Currently the Boston University NEIDL seems to be focusing on and building staff in viruses and immunology, although they might consider bringing aboard expertise in bacterial pathogens.  If Boston University refocused some of its effort on new approaches to small-molecule drugs, it would need to bring in expertise to the NEIDL that they may not now have, in the areas of medicinal chemistry and rapid screening of target binding, in particular. A significant medicinal chemistry and screening capability would also serve the Boston-area infectious disease research community as well, as both are in short supply.
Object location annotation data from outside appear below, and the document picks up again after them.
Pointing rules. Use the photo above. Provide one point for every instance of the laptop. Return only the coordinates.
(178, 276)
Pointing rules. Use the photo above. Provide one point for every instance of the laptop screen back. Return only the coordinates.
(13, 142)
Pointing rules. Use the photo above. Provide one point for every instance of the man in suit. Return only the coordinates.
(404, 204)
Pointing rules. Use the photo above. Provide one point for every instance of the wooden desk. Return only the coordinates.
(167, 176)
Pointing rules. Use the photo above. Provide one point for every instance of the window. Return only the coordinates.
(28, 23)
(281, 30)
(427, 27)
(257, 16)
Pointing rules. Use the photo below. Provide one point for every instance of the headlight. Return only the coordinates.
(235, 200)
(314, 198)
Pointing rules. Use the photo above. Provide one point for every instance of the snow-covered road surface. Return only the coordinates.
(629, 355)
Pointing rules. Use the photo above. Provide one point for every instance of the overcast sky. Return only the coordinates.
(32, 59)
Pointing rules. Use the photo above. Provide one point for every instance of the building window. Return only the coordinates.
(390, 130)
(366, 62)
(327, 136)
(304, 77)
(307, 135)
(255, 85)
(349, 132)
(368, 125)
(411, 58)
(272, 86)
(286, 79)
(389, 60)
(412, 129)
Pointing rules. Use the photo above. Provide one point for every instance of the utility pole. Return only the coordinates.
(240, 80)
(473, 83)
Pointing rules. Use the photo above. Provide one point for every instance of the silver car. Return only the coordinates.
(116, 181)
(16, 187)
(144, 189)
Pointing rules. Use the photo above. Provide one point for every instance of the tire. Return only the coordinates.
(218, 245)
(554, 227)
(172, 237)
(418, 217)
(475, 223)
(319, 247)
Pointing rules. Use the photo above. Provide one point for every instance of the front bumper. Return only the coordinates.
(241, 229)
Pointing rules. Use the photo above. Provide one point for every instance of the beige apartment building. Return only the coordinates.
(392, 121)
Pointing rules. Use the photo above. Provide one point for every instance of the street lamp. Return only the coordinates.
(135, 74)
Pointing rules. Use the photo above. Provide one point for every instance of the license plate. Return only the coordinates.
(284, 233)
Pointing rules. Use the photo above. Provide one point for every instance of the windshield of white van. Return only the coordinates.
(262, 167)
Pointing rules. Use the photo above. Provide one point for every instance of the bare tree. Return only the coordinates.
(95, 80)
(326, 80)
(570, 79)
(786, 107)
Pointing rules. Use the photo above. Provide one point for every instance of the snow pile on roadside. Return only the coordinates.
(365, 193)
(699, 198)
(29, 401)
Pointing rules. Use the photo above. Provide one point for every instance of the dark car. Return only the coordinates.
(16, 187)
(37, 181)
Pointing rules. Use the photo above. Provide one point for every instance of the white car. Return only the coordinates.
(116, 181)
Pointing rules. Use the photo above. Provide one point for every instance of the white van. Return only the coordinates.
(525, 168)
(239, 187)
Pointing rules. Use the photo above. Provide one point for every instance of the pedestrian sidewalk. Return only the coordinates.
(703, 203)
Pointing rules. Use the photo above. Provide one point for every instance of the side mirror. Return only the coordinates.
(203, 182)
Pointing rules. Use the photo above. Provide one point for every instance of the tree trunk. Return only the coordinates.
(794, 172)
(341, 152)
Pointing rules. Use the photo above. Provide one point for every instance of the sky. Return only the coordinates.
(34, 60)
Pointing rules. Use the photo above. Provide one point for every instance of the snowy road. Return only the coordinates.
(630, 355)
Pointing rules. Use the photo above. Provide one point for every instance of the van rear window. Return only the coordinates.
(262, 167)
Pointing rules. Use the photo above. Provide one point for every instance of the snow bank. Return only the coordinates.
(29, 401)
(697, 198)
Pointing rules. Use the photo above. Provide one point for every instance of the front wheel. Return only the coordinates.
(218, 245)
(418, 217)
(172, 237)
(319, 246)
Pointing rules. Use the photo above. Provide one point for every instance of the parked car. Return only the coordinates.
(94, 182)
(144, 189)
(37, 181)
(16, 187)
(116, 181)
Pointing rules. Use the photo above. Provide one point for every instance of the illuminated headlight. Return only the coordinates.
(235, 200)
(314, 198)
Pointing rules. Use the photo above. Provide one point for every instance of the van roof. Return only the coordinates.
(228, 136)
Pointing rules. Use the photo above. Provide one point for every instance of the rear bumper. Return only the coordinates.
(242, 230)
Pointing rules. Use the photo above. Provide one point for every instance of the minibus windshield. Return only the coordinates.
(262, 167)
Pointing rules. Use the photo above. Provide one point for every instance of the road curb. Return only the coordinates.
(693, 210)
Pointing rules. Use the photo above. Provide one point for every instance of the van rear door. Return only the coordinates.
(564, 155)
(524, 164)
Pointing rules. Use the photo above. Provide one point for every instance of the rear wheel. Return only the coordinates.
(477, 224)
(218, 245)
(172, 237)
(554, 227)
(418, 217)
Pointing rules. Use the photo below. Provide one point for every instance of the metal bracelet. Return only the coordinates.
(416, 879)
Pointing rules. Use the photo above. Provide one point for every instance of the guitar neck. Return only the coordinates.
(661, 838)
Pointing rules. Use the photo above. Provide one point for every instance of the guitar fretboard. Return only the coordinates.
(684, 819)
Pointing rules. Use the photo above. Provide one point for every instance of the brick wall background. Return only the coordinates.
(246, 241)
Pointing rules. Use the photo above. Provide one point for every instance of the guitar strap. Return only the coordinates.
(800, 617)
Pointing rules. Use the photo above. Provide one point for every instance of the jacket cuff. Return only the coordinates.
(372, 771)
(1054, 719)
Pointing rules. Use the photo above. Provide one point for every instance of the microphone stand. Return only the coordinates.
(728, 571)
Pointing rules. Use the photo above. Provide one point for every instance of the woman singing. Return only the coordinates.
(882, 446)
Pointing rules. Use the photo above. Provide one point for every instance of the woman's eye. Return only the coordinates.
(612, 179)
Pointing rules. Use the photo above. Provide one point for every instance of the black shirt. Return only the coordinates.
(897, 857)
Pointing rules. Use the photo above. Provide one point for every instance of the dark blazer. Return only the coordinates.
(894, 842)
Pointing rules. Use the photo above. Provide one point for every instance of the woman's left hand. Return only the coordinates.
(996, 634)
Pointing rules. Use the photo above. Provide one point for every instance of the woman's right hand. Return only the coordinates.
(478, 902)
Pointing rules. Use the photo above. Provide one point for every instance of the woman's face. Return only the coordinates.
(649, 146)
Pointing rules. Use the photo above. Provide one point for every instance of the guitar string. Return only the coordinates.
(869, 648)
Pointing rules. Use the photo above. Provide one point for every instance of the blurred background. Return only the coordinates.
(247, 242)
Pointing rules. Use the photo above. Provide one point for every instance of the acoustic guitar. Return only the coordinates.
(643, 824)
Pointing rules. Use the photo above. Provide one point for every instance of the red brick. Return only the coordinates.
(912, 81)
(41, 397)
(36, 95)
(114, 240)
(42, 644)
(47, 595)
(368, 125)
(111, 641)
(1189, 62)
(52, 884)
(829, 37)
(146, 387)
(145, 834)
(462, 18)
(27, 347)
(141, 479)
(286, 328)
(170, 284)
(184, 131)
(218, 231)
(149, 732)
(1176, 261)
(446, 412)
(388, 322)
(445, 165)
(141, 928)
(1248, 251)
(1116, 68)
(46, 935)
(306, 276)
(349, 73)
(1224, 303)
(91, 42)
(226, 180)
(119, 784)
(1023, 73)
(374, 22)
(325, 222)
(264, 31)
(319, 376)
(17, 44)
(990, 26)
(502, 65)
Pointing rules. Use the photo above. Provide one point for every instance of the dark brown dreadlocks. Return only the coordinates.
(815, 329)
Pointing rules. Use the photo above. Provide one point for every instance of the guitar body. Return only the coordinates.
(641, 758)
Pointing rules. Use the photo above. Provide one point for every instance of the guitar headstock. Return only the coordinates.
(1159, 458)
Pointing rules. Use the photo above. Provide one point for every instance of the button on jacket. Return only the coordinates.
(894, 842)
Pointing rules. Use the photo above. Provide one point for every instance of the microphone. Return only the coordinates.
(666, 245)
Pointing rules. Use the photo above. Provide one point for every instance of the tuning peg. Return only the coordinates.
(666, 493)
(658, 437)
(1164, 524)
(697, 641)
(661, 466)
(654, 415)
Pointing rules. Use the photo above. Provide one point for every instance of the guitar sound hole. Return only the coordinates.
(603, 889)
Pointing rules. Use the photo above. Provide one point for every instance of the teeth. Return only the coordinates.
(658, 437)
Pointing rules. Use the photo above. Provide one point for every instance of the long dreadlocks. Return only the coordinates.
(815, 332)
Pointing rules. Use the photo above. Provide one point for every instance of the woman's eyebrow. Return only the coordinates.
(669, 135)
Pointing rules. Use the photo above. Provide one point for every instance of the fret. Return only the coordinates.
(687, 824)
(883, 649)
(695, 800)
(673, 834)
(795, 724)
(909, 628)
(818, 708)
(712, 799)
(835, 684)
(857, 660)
BU should also consider making their Good Laboratory Practice, pilot manufacturing and clinical trial expertise available to academic labs and small biotechnology companies developing new infectious-disease drugs.

 

If vaccines must remain the focus

 

Biodefense vaccines appear to be a major focus of Boston University’s NIEDL, and the NEIDL already has considerable expertise in viral infection pathways and immunology. If BU focused, for example, on rapid vaccine development and manufacturing methodologies for seasonal influenza or prevalent urban diseases, this would assure that Boston University’s NEIDL is relevant to both our pressing public health needs and also to its required biodefense mission. From this perspective, the National Institutes of Allergy and Infectious Disease (NIAID) may be amenable to changing NEIDL’s mission to broad-spectrum approaches and away from “one bug, one drug” approaches, given NIAID is refocusing to broad-spectrum approaches itself.

 

Efficacy demonstrations for vaccines to prevalent pathogens would eventually require clinical trials in humans. In this regard, Boston University already has plans to carry vaccines and other countermeasures through phase I safety clinical trials, thus it will have in place the Good Laboratory Practice and small-scale manufacturing necessary for FDA approval of phase I trials. NEIDL might consider extending this expertise to managing Phase II and Phase III clinical trials.  This would provide a much needed service.  For new vaccines or drugs which are promising, special consideration should be given to residents of the surrounding communities to participate in clinical trials.

 

The full report to be released soon expands on and documents the ideas and assertions made in this summary.